| PAST Act Reintroduced in Senate
Friday, May 25, 2018
The Humane Society of the United States (HSUS)-written PAST Act was introduced in the United States Senate Thursday by Senators Mike Crapo (R-Idaho) and Mark Warner (D-Virginia). The HSUS-backed legislation would ban equipment used in competition, eliminate industry enforcement entities and cripple horse shows and the charitable contributions raised at Tennessee Walking Horse events.
The legislation was introduced with cosponsors Jerry Moran (R-Kansas), Richard Blumenthal (D-Connecticut), Susan Collins (R-Maine), Dianne Feinstein (D-California), Steve Daines (R-Montana), Edward Markey (D-Massachusetts), Pat Toomey (R-Pennsylvania), and Claire McCaskill (D-Missouri).

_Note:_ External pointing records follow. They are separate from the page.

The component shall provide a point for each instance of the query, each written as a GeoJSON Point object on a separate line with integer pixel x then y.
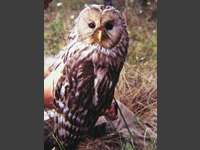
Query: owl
{"type": "Point", "coordinates": [87, 72]}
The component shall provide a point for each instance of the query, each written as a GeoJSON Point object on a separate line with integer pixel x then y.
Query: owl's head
{"type": "Point", "coordinates": [100, 25]}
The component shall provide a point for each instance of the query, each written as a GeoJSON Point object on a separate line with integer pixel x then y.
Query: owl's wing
{"type": "Point", "coordinates": [73, 95]}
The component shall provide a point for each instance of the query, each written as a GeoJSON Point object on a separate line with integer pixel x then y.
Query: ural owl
{"type": "Point", "coordinates": [87, 72]}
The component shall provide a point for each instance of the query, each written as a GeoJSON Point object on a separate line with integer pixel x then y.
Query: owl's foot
{"type": "Point", "coordinates": [111, 113]}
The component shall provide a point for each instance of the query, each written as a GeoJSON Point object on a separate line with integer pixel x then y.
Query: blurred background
{"type": "Point", "coordinates": [137, 86]}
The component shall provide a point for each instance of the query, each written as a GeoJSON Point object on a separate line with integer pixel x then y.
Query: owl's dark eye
{"type": "Point", "coordinates": [91, 25]}
{"type": "Point", "coordinates": [109, 26]}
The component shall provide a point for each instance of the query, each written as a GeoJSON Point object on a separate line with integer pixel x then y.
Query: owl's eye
{"type": "Point", "coordinates": [109, 26]}
{"type": "Point", "coordinates": [91, 25]}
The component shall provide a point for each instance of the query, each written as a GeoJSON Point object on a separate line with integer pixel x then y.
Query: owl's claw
{"type": "Point", "coordinates": [111, 113]}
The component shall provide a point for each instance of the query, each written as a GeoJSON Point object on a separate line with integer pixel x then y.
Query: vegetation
{"type": "Point", "coordinates": [137, 86]}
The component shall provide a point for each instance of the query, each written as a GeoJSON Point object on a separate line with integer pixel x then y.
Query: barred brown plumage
{"type": "Point", "coordinates": [87, 72]}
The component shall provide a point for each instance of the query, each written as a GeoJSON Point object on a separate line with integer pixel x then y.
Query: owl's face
{"type": "Point", "coordinates": [100, 25]}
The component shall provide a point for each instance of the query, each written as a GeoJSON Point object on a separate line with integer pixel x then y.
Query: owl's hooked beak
{"type": "Point", "coordinates": [100, 35]}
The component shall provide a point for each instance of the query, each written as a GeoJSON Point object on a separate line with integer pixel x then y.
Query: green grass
{"type": "Point", "coordinates": [137, 86]}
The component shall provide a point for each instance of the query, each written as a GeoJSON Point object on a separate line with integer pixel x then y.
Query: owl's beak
{"type": "Point", "coordinates": [100, 36]}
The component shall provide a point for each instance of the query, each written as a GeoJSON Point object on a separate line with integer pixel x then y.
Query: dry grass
{"type": "Point", "coordinates": [137, 86]}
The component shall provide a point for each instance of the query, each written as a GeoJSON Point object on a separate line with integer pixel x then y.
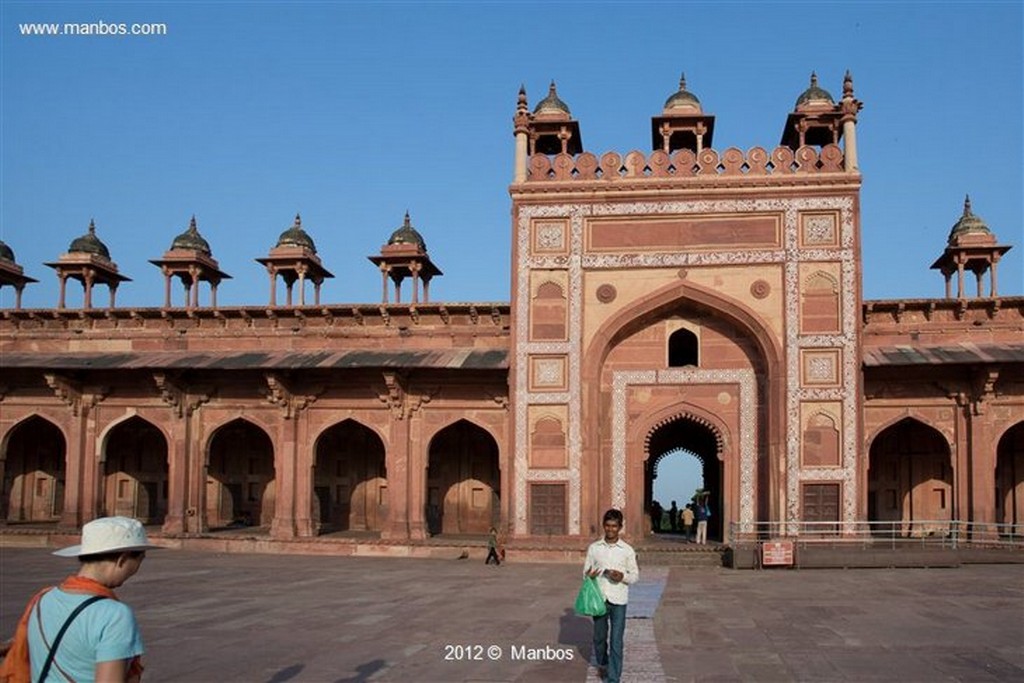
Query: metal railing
{"type": "Point", "coordinates": [932, 532]}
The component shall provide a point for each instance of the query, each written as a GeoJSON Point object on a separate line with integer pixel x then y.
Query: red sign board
{"type": "Point", "coordinates": [776, 553]}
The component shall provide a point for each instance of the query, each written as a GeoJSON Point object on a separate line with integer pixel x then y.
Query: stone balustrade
{"type": "Point", "coordinates": [732, 162]}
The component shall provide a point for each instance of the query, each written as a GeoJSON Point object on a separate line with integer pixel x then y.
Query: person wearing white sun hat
{"type": "Point", "coordinates": [79, 630]}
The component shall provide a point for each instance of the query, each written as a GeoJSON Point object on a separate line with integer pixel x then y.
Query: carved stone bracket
{"type": "Point", "coordinates": [394, 394]}
{"type": "Point", "coordinates": [501, 398]}
{"type": "Point", "coordinates": [282, 394]}
{"type": "Point", "coordinates": [422, 398]}
{"type": "Point", "coordinates": [74, 394]}
{"type": "Point", "coordinates": [183, 399]}
{"type": "Point", "coordinates": [983, 388]}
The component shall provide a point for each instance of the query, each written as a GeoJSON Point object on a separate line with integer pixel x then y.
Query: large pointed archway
{"type": "Point", "coordinates": [689, 433]}
{"type": "Point", "coordinates": [463, 480]}
{"type": "Point", "coordinates": [1010, 481]}
{"type": "Point", "coordinates": [135, 471]}
{"type": "Point", "coordinates": [34, 472]}
{"type": "Point", "coordinates": [241, 476]}
{"type": "Point", "coordinates": [350, 479]}
{"type": "Point", "coordinates": [910, 480]}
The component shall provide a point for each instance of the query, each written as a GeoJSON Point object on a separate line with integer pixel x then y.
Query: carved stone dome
{"type": "Point", "coordinates": [296, 237]}
{"type": "Point", "coordinates": [192, 240]}
{"type": "Point", "coordinates": [683, 98]}
{"type": "Point", "coordinates": [407, 235]}
{"type": "Point", "coordinates": [814, 94]}
{"type": "Point", "coordinates": [89, 244]}
{"type": "Point", "coordinates": [552, 103]}
{"type": "Point", "coordinates": [968, 223]}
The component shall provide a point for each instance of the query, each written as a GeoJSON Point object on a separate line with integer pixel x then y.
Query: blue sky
{"type": "Point", "coordinates": [350, 114]}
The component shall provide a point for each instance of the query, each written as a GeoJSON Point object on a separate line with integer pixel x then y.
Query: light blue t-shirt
{"type": "Point", "coordinates": [102, 632]}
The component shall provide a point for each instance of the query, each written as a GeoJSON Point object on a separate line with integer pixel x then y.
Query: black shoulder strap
{"type": "Point", "coordinates": [60, 633]}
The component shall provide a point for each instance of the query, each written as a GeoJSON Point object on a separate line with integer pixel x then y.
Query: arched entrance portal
{"type": "Point", "coordinates": [350, 480]}
{"type": "Point", "coordinates": [34, 472]}
{"type": "Point", "coordinates": [135, 473]}
{"type": "Point", "coordinates": [909, 480]}
{"type": "Point", "coordinates": [463, 480]}
{"type": "Point", "coordinates": [687, 433]}
{"type": "Point", "coordinates": [240, 485]}
{"type": "Point", "coordinates": [1010, 481]}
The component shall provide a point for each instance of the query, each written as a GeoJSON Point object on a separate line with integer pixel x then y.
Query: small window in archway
{"type": "Point", "coordinates": [683, 349]}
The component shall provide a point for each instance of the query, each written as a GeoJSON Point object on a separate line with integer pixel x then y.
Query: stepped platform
{"type": "Point", "coordinates": [662, 550]}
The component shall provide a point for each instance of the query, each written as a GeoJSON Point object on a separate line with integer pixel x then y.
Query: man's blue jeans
{"type": "Point", "coordinates": [610, 653]}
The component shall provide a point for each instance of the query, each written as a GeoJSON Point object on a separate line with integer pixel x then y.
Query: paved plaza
{"type": "Point", "coordinates": [270, 619]}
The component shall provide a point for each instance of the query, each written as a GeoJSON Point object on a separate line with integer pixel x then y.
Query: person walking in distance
{"type": "Point", "coordinates": [493, 548]}
{"type": "Point", "coordinates": [702, 513]}
{"type": "Point", "coordinates": [687, 515]}
{"type": "Point", "coordinates": [613, 563]}
{"type": "Point", "coordinates": [79, 631]}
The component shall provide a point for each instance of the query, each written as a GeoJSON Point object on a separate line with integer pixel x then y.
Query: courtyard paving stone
{"type": "Point", "coordinates": [270, 619]}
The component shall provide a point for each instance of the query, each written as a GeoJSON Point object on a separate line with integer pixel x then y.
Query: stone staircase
{"type": "Point", "coordinates": [688, 556]}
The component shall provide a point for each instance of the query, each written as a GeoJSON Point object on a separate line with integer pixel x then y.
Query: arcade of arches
{"type": "Point", "coordinates": [683, 299]}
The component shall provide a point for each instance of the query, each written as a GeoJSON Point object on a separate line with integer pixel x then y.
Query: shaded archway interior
{"type": "Point", "coordinates": [350, 479]}
{"type": "Point", "coordinates": [136, 472]}
{"type": "Point", "coordinates": [909, 479]}
{"type": "Point", "coordinates": [463, 480]}
{"type": "Point", "coordinates": [241, 482]}
{"type": "Point", "coordinates": [685, 433]}
{"type": "Point", "coordinates": [34, 473]}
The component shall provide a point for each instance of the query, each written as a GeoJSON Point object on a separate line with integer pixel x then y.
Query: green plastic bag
{"type": "Point", "coordinates": [590, 602]}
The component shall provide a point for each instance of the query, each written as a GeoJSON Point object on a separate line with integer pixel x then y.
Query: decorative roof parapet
{"type": "Point", "coordinates": [731, 162]}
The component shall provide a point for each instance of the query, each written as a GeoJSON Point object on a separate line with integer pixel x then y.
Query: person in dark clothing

The sponsors and group of cosponsors supporting the HSUS written legislation represent states with very limited if any Tennessee Walking Horse participation and donít include any sponsors from the states with the highest populations of Tennessee Walking Horses, including but not limited to Tennessee, Kentucky, Alabama, Mississippi and Georgia.

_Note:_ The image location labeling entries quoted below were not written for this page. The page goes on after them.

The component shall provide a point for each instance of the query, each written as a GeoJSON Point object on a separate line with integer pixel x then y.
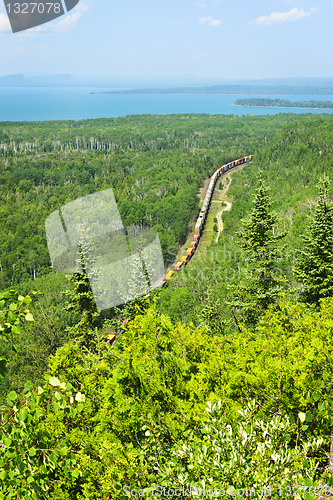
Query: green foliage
{"type": "Point", "coordinates": [33, 452]}
{"type": "Point", "coordinates": [315, 266]}
{"type": "Point", "coordinates": [252, 456]}
{"type": "Point", "coordinates": [14, 310]}
{"type": "Point", "coordinates": [263, 282]}
{"type": "Point", "coordinates": [80, 297]}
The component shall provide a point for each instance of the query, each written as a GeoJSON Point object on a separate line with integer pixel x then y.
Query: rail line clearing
{"type": "Point", "coordinates": [219, 219]}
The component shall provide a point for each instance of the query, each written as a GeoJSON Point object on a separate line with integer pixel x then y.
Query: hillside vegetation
{"type": "Point", "coordinates": [222, 381]}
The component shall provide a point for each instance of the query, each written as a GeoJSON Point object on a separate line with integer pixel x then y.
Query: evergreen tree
{"type": "Point", "coordinates": [262, 280]}
{"type": "Point", "coordinates": [315, 266]}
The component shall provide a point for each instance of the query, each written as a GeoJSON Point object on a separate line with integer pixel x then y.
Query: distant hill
{"type": "Point", "coordinates": [231, 89]}
{"type": "Point", "coordinates": [19, 80]}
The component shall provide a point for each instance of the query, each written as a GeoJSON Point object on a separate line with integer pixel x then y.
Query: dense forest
{"type": "Point", "coordinates": [218, 384]}
{"type": "Point", "coordinates": [283, 103]}
{"type": "Point", "coordinates": [285, 89]}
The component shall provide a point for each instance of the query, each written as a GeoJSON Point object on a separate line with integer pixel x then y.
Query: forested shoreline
{"type": "Point", "coordinates": [221, 380]}
{"type": "Point", "coordinates": [283, 103]}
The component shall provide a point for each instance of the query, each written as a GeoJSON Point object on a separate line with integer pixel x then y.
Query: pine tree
{"type": "Point", "coordinates": [81, 299]}
{"type": "Point", "coordinates": [262, 281]}
{"type": "Point", "coordinates": [315, 266]}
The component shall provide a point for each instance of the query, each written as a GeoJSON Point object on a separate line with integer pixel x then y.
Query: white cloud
{"type": "Point", "coordinates": [284, 17]}
{"type": "Point", "coordinates": [210, 21]}
{"type": "Point", "coordinates": [4, 24]}
{"type": "Point", "coordinates": [207, 3]}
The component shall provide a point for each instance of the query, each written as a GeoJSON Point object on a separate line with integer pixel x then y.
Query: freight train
{"type": "Point", "coordinates": [203, 214]}
{"type": "Point", "coordinates": [198, 227]}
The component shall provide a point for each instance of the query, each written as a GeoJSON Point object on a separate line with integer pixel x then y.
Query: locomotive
{"type": "Point", "coordinates": [203, 214]}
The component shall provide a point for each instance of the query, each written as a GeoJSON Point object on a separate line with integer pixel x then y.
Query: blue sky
{"type": "Point", "coordinates": [224, 39]}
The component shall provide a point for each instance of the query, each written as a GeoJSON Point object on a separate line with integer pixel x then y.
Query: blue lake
{"type": "Point", "coordinates": [20, 104]}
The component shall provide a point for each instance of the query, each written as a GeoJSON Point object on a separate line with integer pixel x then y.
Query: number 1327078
{"type": "Point", "coordinates": [33, 8]}
{"type": "Point", "coordinates": [290, 491]}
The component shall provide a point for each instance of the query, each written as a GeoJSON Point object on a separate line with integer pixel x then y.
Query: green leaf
{"type": "Point", "coordinates": [316, 396]}
{"type": "Point", "coordinates": [302, 416]}
{"type": "Point", "coordinates": [80, 397]}
{"type": "Point", "coordinates": [23, 415]}
{"type": "Point", "coordinates": [29, 317]}
{"type": "Point", "coordinates": [321, 406]}
{"type": "Point", "coordinates": [7, 442]}
{"type": "Point", "coordinates": [308, 416]}
{"type": "Point", "coordinates": [12, 396]}
{"type": "Point", "coordinates": [54, 381]}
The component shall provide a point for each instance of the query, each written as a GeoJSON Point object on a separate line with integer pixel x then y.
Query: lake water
{"type": "Point", "coordinates": [20, 104]}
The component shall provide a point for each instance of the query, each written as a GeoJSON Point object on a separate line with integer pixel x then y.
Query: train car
{"type": "Point", "coordinates": [204, 212]}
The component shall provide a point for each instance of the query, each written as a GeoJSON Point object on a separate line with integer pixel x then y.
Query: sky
{"type": "Point", "coordinates": [217, 39]}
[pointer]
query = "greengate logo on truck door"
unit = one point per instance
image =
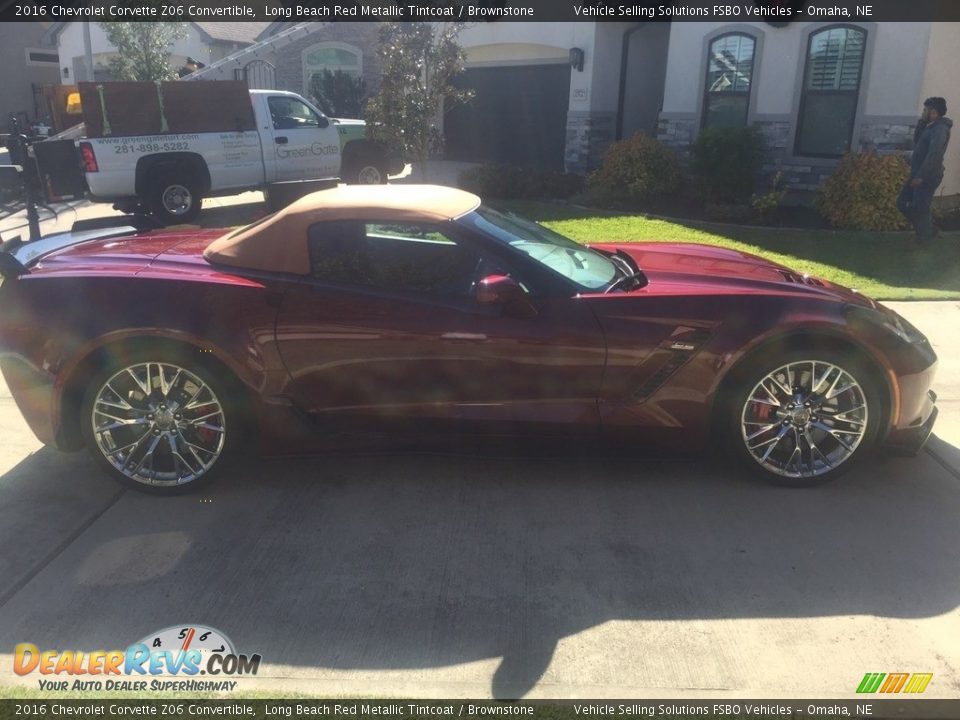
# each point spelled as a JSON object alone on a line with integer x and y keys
{"x": 316, "y": 148}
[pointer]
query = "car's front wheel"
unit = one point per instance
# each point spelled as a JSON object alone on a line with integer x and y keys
{"x": 803, "y": 418}
{"x": 158, "y": 423}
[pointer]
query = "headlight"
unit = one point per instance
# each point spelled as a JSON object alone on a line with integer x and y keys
{"x": 890, "y": 321}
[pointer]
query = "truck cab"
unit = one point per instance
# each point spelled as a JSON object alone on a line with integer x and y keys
{"x": 214, "y": 138}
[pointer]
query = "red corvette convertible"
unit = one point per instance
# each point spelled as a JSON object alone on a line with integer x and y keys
{"x": 410, "y": 308}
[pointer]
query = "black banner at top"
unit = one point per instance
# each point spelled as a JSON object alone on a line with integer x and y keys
{"x": 774, "y": 12}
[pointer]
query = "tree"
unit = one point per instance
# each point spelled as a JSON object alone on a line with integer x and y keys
{"x": 143, "y": 49}
{"x": 339, "y": 94}
{"x": 420, "y": 63}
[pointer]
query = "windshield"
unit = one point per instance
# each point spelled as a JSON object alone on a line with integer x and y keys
{"x": 587, "y": 268}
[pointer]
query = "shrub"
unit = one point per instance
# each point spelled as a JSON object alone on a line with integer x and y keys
{"x": 861, "y": 192}
{"x": 767, "y": 203}
{"x": 635, "y": 171}
{"x": 728, "y": 160}
{"x": 500, "y": 181}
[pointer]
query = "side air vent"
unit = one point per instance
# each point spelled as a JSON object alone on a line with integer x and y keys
{"x": 673, "y": 353}
{"x": 799, "y": 279}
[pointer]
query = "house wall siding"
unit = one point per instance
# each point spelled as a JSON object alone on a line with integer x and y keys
{"x": 16, "y": 76}
{"x": 890, "y": 91}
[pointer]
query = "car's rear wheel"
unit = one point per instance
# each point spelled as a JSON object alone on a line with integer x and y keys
{"x": 175, "y": 198}
{"x": 157, "y": 422}
{"x": 803, "y": 418}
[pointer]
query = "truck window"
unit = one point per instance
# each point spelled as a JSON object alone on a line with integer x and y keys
{"x": 291, "y": 114}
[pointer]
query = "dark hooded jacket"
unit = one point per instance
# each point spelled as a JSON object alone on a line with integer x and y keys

The PAST Act has a companion bill in the House of Representatives introduced by U.S. Rep. Ted Yoho (R-Florida). Yoho and the HSUS tried and failed to add the PAST Act as an amendment to the Farm Bill.
The HSUS also had U.S. Rep. Tom Marino from Pennsylvania and Steve Cohen, a democrat in Tennessee, issue an amendment to the Farm Bill that would have forced the USDA to publish its rule that mirrors closely the PAST Act. That amendment also failed in rules committee.
U.S. Rep. Scott DesJarlais has introduced legislation championed by the industry that would put in place independent oversight, objective, science-based testing to eliminate soring and stiff penalties that would prevent habitual offenders from competing in Walking Horse events. This legislation was also introduced in the previous Senate by U.S. Sen. Lamar Alexander (R-Tennessee) and Senate Majority Leader Mitch McConnell.
It is unclear if Alexander and McConnell will reintroduce their version of the legislation in this Senate.
The HSUS has been extremely persistent in championing the need for the PAST Act, even though it would devastate shows that have both pleasure and performance horses and make it virtually impossible for small shows in rural areas to continue. The elected officials who have an understanding of the breed and clear understanding of the need for a change in the inspection process have failed to support the HSUS-written legislation.